« Un thriller dans la France périurbaine, au pays des Gilets Jaunes ». Voilà comment est résumé en cette rentrée littéraire le dernier ouvrage de l’auteur toulousain. Trop simple ? Sans nul doute pour décrire où l’écrivain embarque ses personnages et ses lecteurs.
Il y a une multitude de raisons de lire du Mauvignier. Et « histoires de la nuit » en est l’illustration parfaite. « Histoires de la nuit », ce titre fait référence à un autre livre, celui que Marion lit à sa fille Ida, le soir avant qu’elle ne s’endorme : « Un livre qui compile des contes venus du monde entier, des histoires et des personnages pour qui l’on tremble ». Bref un livre a priori pas destiné aux enfants.
La vie selon Mauvignier n’est pas un lit de roses, pour paraphraser une autre auteure, y compris dans le petit hameau de La Bassée, lieu imaginaire qu’il met en scène.
La Bassée va disparaître et c’est tout, elle ne sera pas le seul trou dont il ne restera qu’un nom – un fantôme sur une carte IGN-, sauf qu’en plus La Bassée a un nom tellement banal qu’il y en a quatre ou cinq qui ont le même
Là-bas vivent donc Marion ainsi que sa fille Ida et son mari Patrice Bergogne appelé plus souvent par son seul nom de famille. La deuxième maison du hameau est occupée par Christine, artiste parisienne venue passer la seconde partie de sa vie dans cette campagne sans plus de charme et devenue au fil du temps, « Tatie », pour la fille du couple. La troisième habitation est à vendre.
Au contact du réel
« Les derniers locataires (…) l’avaient quitté pour aller se jeter dans la gueule du chômage de masse au fond des cités HLM d’une ville moyenne » est-il dit dans l’ouvrage. Quant à Bergogne, il a repris la ferme familiale avec « pas de quoi vivre mais assez pour ne pas mourir ».

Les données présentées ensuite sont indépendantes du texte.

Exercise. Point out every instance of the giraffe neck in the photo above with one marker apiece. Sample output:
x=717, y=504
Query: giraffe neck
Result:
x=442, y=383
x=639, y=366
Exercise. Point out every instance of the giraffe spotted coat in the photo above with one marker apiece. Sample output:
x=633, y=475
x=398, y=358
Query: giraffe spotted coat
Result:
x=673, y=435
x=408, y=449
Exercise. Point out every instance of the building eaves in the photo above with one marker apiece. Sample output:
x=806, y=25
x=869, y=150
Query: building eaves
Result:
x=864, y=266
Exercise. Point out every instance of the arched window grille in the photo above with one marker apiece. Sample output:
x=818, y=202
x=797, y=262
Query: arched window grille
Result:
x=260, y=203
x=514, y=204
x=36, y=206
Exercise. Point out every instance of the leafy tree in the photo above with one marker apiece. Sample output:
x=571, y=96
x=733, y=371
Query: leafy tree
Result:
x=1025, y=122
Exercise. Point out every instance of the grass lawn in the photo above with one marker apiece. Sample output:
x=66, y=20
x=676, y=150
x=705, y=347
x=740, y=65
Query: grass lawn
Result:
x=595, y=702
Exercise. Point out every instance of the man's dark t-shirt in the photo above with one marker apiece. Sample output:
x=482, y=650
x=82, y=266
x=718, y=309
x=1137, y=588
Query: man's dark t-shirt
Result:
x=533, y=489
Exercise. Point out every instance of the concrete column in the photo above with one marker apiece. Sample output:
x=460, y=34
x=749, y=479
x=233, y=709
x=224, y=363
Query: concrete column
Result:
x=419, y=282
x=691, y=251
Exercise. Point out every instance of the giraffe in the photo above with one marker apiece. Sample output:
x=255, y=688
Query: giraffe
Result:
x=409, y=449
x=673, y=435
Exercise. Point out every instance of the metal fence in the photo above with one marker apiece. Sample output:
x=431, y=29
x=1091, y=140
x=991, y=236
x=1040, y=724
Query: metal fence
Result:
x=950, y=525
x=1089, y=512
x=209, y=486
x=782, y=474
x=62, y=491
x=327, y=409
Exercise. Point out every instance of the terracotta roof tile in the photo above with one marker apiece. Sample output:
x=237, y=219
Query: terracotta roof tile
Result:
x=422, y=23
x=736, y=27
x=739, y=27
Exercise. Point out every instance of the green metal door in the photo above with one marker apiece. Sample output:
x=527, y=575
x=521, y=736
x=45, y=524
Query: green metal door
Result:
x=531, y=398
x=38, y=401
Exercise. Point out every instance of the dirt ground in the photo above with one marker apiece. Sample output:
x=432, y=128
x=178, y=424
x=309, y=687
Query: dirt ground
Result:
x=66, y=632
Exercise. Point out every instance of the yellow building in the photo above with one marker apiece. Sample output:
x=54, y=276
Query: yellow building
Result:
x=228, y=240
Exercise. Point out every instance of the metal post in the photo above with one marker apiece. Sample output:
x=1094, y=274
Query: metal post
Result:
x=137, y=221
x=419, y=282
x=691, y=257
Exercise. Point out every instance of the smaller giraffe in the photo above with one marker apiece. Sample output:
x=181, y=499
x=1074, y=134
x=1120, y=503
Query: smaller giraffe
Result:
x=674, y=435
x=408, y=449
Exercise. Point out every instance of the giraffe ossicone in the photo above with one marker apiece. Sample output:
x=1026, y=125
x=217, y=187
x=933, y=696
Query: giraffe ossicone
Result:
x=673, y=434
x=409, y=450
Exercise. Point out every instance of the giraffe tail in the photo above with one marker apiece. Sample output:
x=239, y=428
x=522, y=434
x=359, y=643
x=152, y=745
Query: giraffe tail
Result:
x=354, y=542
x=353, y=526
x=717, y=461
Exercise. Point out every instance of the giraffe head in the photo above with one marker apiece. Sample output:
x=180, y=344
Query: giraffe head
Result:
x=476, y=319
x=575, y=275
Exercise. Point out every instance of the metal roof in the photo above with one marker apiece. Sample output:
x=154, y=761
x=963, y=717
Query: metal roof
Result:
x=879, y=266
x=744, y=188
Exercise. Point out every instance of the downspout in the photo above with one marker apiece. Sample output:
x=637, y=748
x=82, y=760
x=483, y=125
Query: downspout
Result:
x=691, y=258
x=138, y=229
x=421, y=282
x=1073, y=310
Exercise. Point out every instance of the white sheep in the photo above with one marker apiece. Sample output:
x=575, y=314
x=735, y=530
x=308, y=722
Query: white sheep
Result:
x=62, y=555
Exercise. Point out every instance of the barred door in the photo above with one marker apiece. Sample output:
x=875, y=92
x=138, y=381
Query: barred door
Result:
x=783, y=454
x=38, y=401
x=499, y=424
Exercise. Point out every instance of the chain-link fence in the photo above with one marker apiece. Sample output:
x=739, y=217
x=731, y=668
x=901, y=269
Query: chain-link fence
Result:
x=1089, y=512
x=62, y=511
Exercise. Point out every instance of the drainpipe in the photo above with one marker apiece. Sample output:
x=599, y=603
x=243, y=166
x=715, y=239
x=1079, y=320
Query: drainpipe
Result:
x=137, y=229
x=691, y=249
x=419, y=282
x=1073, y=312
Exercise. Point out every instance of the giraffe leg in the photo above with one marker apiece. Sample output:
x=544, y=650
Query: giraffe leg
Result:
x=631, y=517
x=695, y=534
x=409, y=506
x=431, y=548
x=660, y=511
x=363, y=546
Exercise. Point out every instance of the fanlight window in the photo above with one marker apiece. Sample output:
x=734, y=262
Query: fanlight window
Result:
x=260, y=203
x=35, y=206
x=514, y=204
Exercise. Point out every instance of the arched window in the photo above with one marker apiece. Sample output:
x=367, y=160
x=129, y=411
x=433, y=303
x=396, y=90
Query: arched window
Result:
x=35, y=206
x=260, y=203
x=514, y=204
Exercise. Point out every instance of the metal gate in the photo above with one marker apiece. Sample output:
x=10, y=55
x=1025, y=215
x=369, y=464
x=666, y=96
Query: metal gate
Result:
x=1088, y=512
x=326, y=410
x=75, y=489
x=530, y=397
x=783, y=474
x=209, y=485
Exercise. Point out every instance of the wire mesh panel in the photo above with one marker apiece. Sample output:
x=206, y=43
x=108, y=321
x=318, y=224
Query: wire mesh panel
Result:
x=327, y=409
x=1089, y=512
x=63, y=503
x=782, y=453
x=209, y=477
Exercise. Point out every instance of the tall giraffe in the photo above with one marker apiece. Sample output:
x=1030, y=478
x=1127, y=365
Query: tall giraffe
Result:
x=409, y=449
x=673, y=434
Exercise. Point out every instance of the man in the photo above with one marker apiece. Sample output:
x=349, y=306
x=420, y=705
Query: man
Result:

Le décor est planté, reste à l’animer d’une histoire. Première raison de lire l’auteur toulousain : son art du récit. Ici, il relate une prise d’otage et les quelques heures qui la précèdent. Alors que le hameau s’apprête à fêter les 40 ans de Marion et que tout se prépare, des hommes débarquent et font exploser l’équilibre déjà précaire de ce microenvironnement rural.
Jusqu'au bout du suspens
Une fois qu’on a dit ça et qu’on ne veut évidemment pas « spoiler » l’intrigue, penchons-nous sur la deuxième raison de lire ce nouveau Mauvignier : son style. Un style qu’on ne lui connaissait pas forcément jusque-là : pas simplement parce qu’il s’agit d’un thriller mais plutôt par la manière qu’il a de nous en servir l’intrigue. Il y a surtout cet art de planter son décor, ses personnages et les relations entre eux.
Patrice Bergogne, par exemple, n’est pas semble-t-il le protagoniste principal. L’auteur ne nous le rend pas attachant mais tellement humain et fragile. L’homme est écrasé par le souvenir de son enfance et de sa famille, marqué à jamais par un manque d’amour que sa femme ne comblera pas, loin de là. « Sa mère disait de lui qu’il était un gentil garçon et que, quand il trouverait chaussure à son pied, il se fera mener par le bout du nez ».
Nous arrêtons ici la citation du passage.